Typically, what happens is that there is an external event and we run that event through our internal processing. We make an Internal Representation (I/R) of that event. That I/R of the event combines with a physiology and creates a state. “State” refers to the internal emotional state of the individual — a happy state, a sad state, a motivated state, and so on.
Our I/R includes our internal pictures, sounds and dialogue, and our feelings (for example, whether we feel motivated, challenged, pleased, excited, and so on). A given state is the result of the combination of an internal representation and a physiology. So what happens is that an event comes in through our sensory input channels which are: visual, auditory, kinesthetic, olfactatory, gustatory.
The external event comes in through our sensory input channels and it is filtered — we process the event. As we process the event, we delete, distort, and generalize the information that comes in, according to a number of elements that filter our perception.
So, one question is, when two people have the same stimulus, why don’t they have the same response?
The answer is, because we delete, distort, and generalize the information from the outside.
We delete, distort and generalize the information that comes in from our senses based on one of five filters. The filters are, Meta Programs, belief systems, values, decisions, and memories.
The first of these NLP filters is Meta Programs. Knowing someone’s Meta Programs can actually help you clearly and closely predict people’s states, and therefore predict their actions. One important point about Meta Programs: they are not good or bad, they are just the way someone handles information.
The next filter is values. Values are essentially an evaluation filter. They are how we decide whether our actions are good or bad, or right or wrong. And they are how we decide about how we feel about our actions. Values are arranged in a hierarchy with the most important one typically being at the top and lesser ones below that. We all have different models of world (an internal model about the world), and our values are the result of our model of the world. When we communicate with ourselves or someone else, if our model of the world conflicts with our values or their values, then there’s going to be a conflict.
Values are what people typically move toward or away from (see Meta Programs). They are our attractions or repulsion’s in life. They are essentially a deep, unconscious belief system about what’s important and what’s good or bad to us. Values change with context too. That is, you probably have certain values about what you want in a relationship and what you want in business. Your values about what you want in one and in the other may be quite different. And actually, if they’re not, it’s possible that you may have trouble with both.
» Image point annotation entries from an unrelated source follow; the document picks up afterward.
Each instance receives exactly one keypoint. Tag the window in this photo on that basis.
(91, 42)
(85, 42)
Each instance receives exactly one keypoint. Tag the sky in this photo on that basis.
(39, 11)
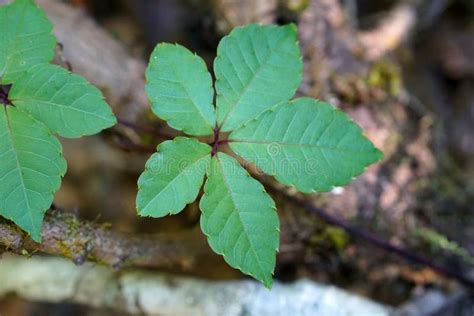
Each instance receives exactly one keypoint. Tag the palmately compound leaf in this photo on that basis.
(26, 39)
(240, 219)
(66, 103)
(306, 143)
(256, 68)
(173, 177)
(180, 90)
(31, 168)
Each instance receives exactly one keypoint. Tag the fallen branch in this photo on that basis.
(64, 235)
(376, 240)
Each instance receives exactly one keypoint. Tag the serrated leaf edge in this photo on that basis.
(349, 119)
(187, 202)
(267, 283)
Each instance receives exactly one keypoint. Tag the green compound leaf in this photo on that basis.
(26, 39)
(173, 177)
(239, 219)
(306, 143)
(31, 168)
(66, 103)
(179, 87)
(256, 68)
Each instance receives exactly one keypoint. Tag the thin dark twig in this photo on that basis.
(357, 232)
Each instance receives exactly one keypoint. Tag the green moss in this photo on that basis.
(386, 76)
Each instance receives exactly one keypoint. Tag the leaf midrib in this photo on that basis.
(255, 75)
(172, 181)
(314, 146)
(239, 215)
(17, 161)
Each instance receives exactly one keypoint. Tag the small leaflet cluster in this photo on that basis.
(37, 101)
(305, 143)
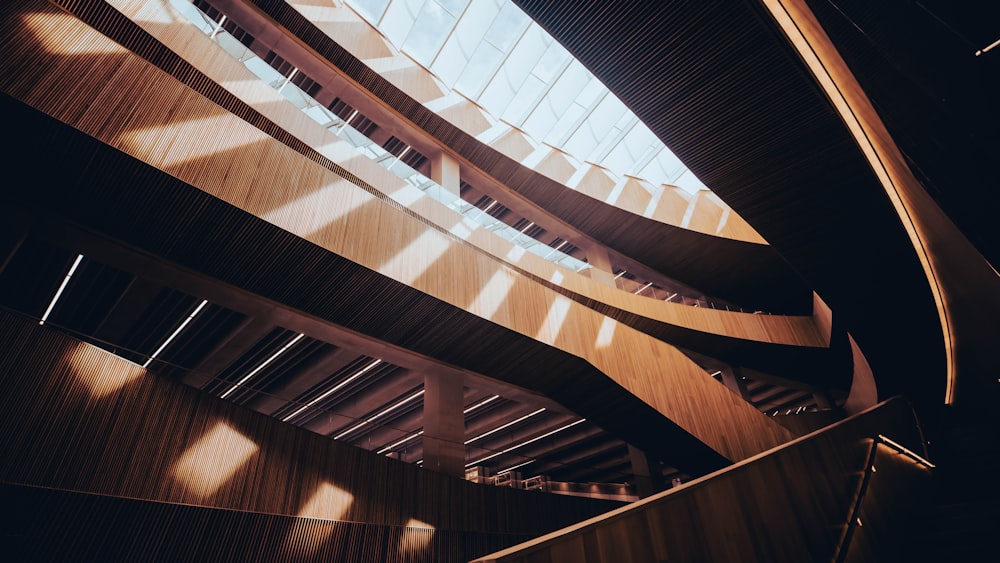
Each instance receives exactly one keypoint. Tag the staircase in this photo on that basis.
(961, 521)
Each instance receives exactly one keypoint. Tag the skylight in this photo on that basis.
(492, 53)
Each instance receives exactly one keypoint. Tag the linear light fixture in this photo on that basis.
(513, 467)
(334, 389)
(556, 249)
(262, 366)
(643, 288)
(421, 432)
(511, 423)
(379, 415)
(988, 48)
(400, 442)
(481, 403)
(522, 444)
(62, 286)
(176, 332)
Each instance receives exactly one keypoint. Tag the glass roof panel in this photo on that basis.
(492, 53)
Since values are context related, they may also be state related, although values are definitely less related to state than are beliefs
The next filter is beliefs. Beliefs are generalizations about how the world is. One of the important elements in modeling is to find a person’s beliefs about the particular behavior we are trying to model. Richard Bandler says “Beliefs are those things we can’t get around.” Beliefs are the presuppositions that we have about the way the world is that either create or deny personal power to us. So, beliefs are essentially our on/off switch for our ability to do anything in the world. In the process of working with someone’s beliefs, it’s important to elicit or find out what beliefs they have that cause them to do what they do. We also want to find out the disabling beliefs, the ones that do not allow them to do what they want to do.
The fourth element is our memories. In fact, some psychologists believe that as we get older, our reactions in the present are reactions to gestalts (collections of memories which are organized in a certain way) of past memories, and that the present plays a very small part in our behavior.
The fifth element, and related to memories, is decisions that we’ve made in the past. Decisions may create beliefs, or may just affect our perceptions through time. The problem with many decisions is that they were made either unconsciously or at a very early age, and are forgotten.
These filters will determine our internal representation of an event that is occurring right now. It is our internal representation that puts us in a certain state, and creates a certain physiology. The state in which we find ourselves, will determine our behavior.
Remember that in this model the map, the I/R, is not the territory. Our every experience is something that we literally makeup inside our heads. We do not experience reality directly, since we are always deleting, distorting, and generalizing. Essentially, what we do experience is our experience of the territory and not the territory itself.